Forex trading is the buying and selling of currency pairs on the foreign exchange (FX) market. The main aim is to allow international businesses to convert currency to pay for goods and accept payments. But speculating on whether a currency will fall or rise is a business all by itself.

How you can start off with forex trading and pocket the difference when a currency rises or falls is discussed below. You shouldn’t forget, however, that this is cold hard cash you’ll be putting on the line. If your trades go south, you end up getting burned.

Its best if you start with a demo account and make all the rookie mistakes you want before you start trading for real. Get acquainted with brokers and their spreads, and understand how FX futures and derivatives work. You’ll also need to learn to work with the 24 hour nature of forex trading, since it spans across time zones.

While you’re still demo’ing, try to figure out concepts like leveraging, where you don’t actually buy currencies. Instead, you get an FX contract which allows you to manipulate huge sums with a small investment.

For example, if $1000 gets you a $100,000 contract, you have a leverage of 1:100. With such vast sums in play, tiny fluctuations in currency can add up very fast. You’ll either win big or lose your entire $1000.

Get your feet wet with popular currency pairs. The most popular ones are EUR/USD, GBP/USD, USD/JPY, USD/CHF, EUR/JPY and EUR/GBP. It’s also important to find brokers who you can rely on and will not take too big of a spread.

The difference between the actual currency value and what you pay the broker is his spread. Brokers have low spreads for popular currency pairs, such as those mentioned above. This is one more good reason for you to start with the popular pairs.
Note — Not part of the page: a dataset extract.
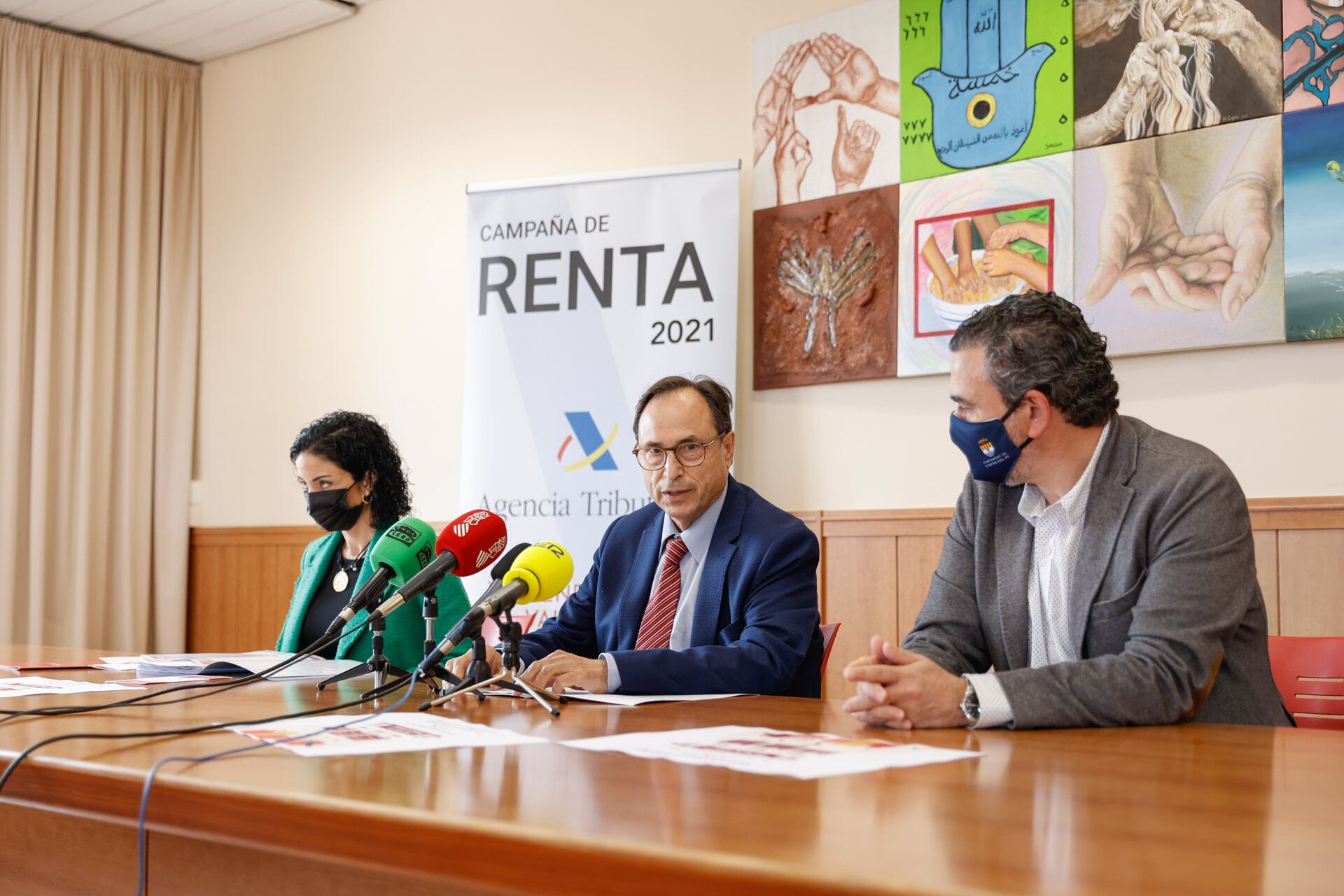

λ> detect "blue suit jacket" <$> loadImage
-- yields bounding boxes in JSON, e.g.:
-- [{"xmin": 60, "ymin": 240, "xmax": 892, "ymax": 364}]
[{"xmin": 520, "ymin": 478, "xmax": 821, "ymax": 697}]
The popular pairs usually have spreads of 1.5 to 3 pips (pip being the smallest price increment, or percentage in point). For not-so-popular currency pairs, brokers will take a high number of pips which makes it more difficult for you to cross the threshold into profitability.

To maintain a sense of balance and sanity, allocate amounts beforehand and keep track of all your trades in a spreadsheet or use forex trading software. As a new trader, you shouldn’t play with more than 2 or 3% of your budget for each trade. This ensures that even a wipeout on a trade won’t hurt you too bad.

There are two types of forex traders. Some are experts in international geo-politics who understand how, why and when a specific currency fluctuates. Policy and institutional banking experts will typically restrict their forex trading to a few currency pairs they know intricately well.

The second kind is where you pore over real-time forex trading data and try to spot a trend that you can get in on. As with stock markets, brokers have all kinds of tools to help you analyze the data and find something useful. You can make a small fortune with day trades, if you don’t lose your head and base your decisions on hard facts.